C’est aussi un dieu absolutiste et totalitaire, qui ne tolère aucun écart à la voie normative et exclusive de croyance et de conduite censées l’agréer. Et comme dans tout système de pensée totalitaire, il n’y a aucune place pour l’individualité. Tout est entièrement assujetti au Collectif qui se confond avec la Transcendance.

Enfin c’est un dieu destructeur, dont le projet n’est pas l’édification d’une nation sainte ou d’un monde juste ni de sauver l’humanité, mais l’anéantissement de tout caractère humain et de toute l’humanité. Le retour au chaos et à la barbarie. La violence comme seul horizon transcendantal. Et le règne d’un monde effroyable et démoniaque constitué d’êtres plus bas que le règne animal, entièrement voués à la dissémination de la terreur et de la mort, jusqu’à leur propre anéantissement.

La Gloire de ce dieu est tissée d’un sombre manteau de sang et de mort et non de lumière. Une gloire que rien ne célèbre sinon un abominable et éternel cri de souffrance et d’effroi.

Il faut bien comprendre que les mêmes mécanismes d’inversion symbolique alimentent toutes ces sectes qui prétendent œuvrer pour le Salut au nom d’une divinité bienfaisante mais servent en réalité des archétypes diaboliques.

Hélas aucune religion n’y échappe car le plus grand mal côtoie toujours le plus grand bien. Et les religions, aussi élevés soient leurs desseins, engendrent à un moment ou un autre toujours leur exact contraire.

L’islamisme radical qui prône le terrorisme n’est donc nullement étranger à l’Islam. C’est l’un de ses sous-produits. Non pas uniquement d’un point de vue théologique sous la forme d’un sectarisme fondamentaliste. Mais d’un point de vue spirituel par l’inversion des polarités dans le domaine du sacré.

La meilleure façon de lutter contre ces mécanismes fondés sur le Mensonge, c’est de les déconstruire, de les mettre en lumière et d’y opposer les armes de la Vérité.

On ne combat pas uniquement le terrorisme en lui faisant la guerre. Parce que celui-ci trouve sa justification dans le combat qu’on mène contre lui et que le Mal est toujours prompt à resurgir

Il faut lui opposer la Lumière de la Vérité. Une vérité qui n’est pas froide et accusatrice. Mais une vérité aussi déterminée et implacable qu’aimante, inclusive, consolatrice. Une vérité qui donne vie aux êtres et qui confère corps, sens et dynamisme aux sociétés humaines.

death life

Le meilleur moyen de briser le règne du Mensonge pour lequel œuvrent toutes les sectes vouées au Mal, c’est d’œuvrer pour le Bien.
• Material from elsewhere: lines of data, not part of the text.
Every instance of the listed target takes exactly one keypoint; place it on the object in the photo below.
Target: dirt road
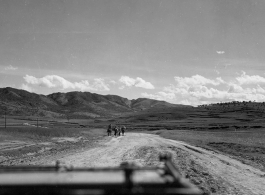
(214, 173)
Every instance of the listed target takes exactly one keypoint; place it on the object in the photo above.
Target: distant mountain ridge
(72, 104)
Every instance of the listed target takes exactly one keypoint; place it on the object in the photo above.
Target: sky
(184, 52)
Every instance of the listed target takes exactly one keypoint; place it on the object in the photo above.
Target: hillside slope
(72, 104)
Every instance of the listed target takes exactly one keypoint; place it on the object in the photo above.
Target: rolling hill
(73, 104)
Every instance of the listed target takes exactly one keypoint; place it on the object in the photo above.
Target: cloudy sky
(184, 52)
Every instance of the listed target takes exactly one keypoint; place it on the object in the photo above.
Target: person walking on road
(123, 130)
(109, 130)
(115, 131)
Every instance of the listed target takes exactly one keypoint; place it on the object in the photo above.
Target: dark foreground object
(126, 179)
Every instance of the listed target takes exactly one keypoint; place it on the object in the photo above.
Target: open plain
(219, 150)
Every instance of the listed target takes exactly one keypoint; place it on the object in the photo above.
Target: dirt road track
(213, 172)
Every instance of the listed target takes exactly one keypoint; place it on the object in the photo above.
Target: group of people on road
(117, 130)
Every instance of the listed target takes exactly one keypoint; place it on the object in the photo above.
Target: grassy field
(22, 140)
(244, 145)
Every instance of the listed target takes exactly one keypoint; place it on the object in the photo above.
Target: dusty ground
(214, 173)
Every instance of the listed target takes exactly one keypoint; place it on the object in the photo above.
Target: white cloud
(220, 52)
(245, 79)
(26, 87)
(10, 67)
(138, 82)
(197, 90)
(55, 81)
(196, 80)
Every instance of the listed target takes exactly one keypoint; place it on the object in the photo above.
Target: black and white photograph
(139, 97)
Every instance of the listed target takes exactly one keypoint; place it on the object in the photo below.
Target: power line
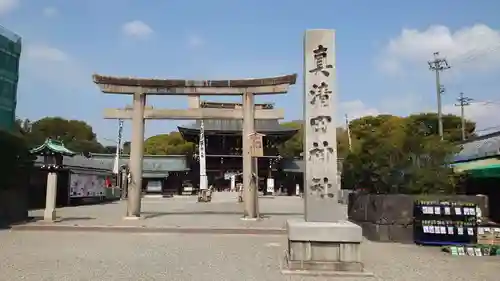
(463, 101)
(438, 65)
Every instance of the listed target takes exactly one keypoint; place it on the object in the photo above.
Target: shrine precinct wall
(389, 217)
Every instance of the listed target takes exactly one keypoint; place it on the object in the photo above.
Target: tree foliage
(294, 146)
(394, 154)
(168, 144)
(75, 134)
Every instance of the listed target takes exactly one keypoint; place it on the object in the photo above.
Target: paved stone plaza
(58, 255)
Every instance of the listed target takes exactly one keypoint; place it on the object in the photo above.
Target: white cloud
(7, 6)
(356, 109)
(42, 52)
(473, 47)
(195, 41)
(50, 12)
(137, 29)
(52, 66)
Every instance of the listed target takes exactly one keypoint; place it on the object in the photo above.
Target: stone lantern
(53, 153)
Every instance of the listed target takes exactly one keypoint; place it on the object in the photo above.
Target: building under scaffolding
(10, 53)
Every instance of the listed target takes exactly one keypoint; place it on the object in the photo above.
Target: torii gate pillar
(136, 157)
(140, 87)
(250, 175)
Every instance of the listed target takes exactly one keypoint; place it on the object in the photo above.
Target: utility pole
(463, 101)
(437, 65)
(348, 132)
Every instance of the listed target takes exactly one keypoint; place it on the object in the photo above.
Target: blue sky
(382, 52)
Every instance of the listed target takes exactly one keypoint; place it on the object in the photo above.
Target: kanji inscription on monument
(321, 184)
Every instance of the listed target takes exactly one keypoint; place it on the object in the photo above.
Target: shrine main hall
(171, 174)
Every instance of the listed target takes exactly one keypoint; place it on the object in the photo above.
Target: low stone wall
(13, 206)
(389, 218)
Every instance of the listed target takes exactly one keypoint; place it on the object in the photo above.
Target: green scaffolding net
(10, 53)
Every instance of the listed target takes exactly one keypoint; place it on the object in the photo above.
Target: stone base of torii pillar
(323, 242)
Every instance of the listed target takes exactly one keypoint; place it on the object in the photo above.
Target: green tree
(398, 155)
(452, 125)
(75, 134)
(168, 144)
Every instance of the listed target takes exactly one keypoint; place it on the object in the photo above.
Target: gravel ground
(222, 212)
(63, 256)
(37, 256)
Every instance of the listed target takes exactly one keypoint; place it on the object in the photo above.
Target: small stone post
(49, 215)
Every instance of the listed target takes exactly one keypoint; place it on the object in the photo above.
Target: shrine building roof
(235, 127)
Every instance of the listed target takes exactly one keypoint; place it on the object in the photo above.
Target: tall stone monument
(324, 242)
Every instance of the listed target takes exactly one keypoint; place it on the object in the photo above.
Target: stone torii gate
(139, 88)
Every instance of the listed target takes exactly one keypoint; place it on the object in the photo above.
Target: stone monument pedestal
(324, 248)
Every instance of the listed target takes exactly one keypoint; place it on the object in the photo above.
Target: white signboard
(82, 185)
(270, 185)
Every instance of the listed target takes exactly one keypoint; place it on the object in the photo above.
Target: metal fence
(10, 53)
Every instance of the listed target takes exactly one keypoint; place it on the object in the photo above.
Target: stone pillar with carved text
(136, 158)
(324, 241)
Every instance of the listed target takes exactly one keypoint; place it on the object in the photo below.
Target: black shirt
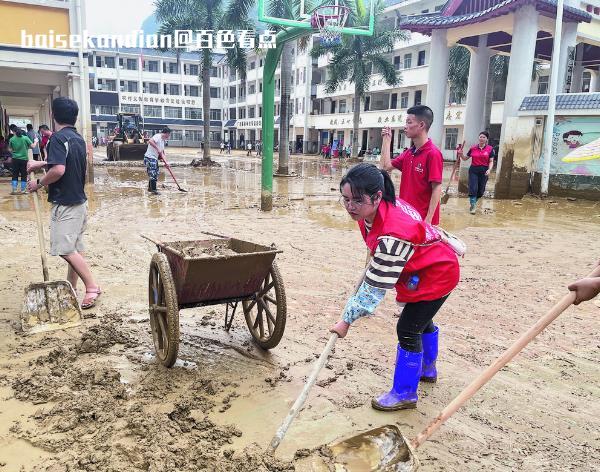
(67, 147)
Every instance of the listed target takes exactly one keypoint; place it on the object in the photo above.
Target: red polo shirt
(420, 167)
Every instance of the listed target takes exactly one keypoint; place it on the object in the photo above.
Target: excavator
(127, 142)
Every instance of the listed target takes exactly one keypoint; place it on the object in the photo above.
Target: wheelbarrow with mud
(228, 271)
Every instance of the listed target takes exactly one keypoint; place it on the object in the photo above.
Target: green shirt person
(19, 146)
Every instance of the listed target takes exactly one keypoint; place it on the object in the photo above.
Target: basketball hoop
(329, 19)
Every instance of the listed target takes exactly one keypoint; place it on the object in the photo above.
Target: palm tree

Et de puiser en soi-même, individuellement et collectivement, les forces nécessaires pour orienter notre conscience et notre existence vers ce qui produit du Sens, ce qui développe, nourrit ou restaure le lien entre les êtres, ce qui rend l’humanité davantage cohérente, congruente, féconde et créatrice, avec un respect bienveillant pour nos différences et une tendresse compatissante pour nos lâchetés, nos erreurs et nos manquements.

La défaite des terroristes c’est notre adhérence puissante à l’énergie de la Vie sous toutes ses formes. Une énergie si puissante que même la mort n’a aucune prise sur elle.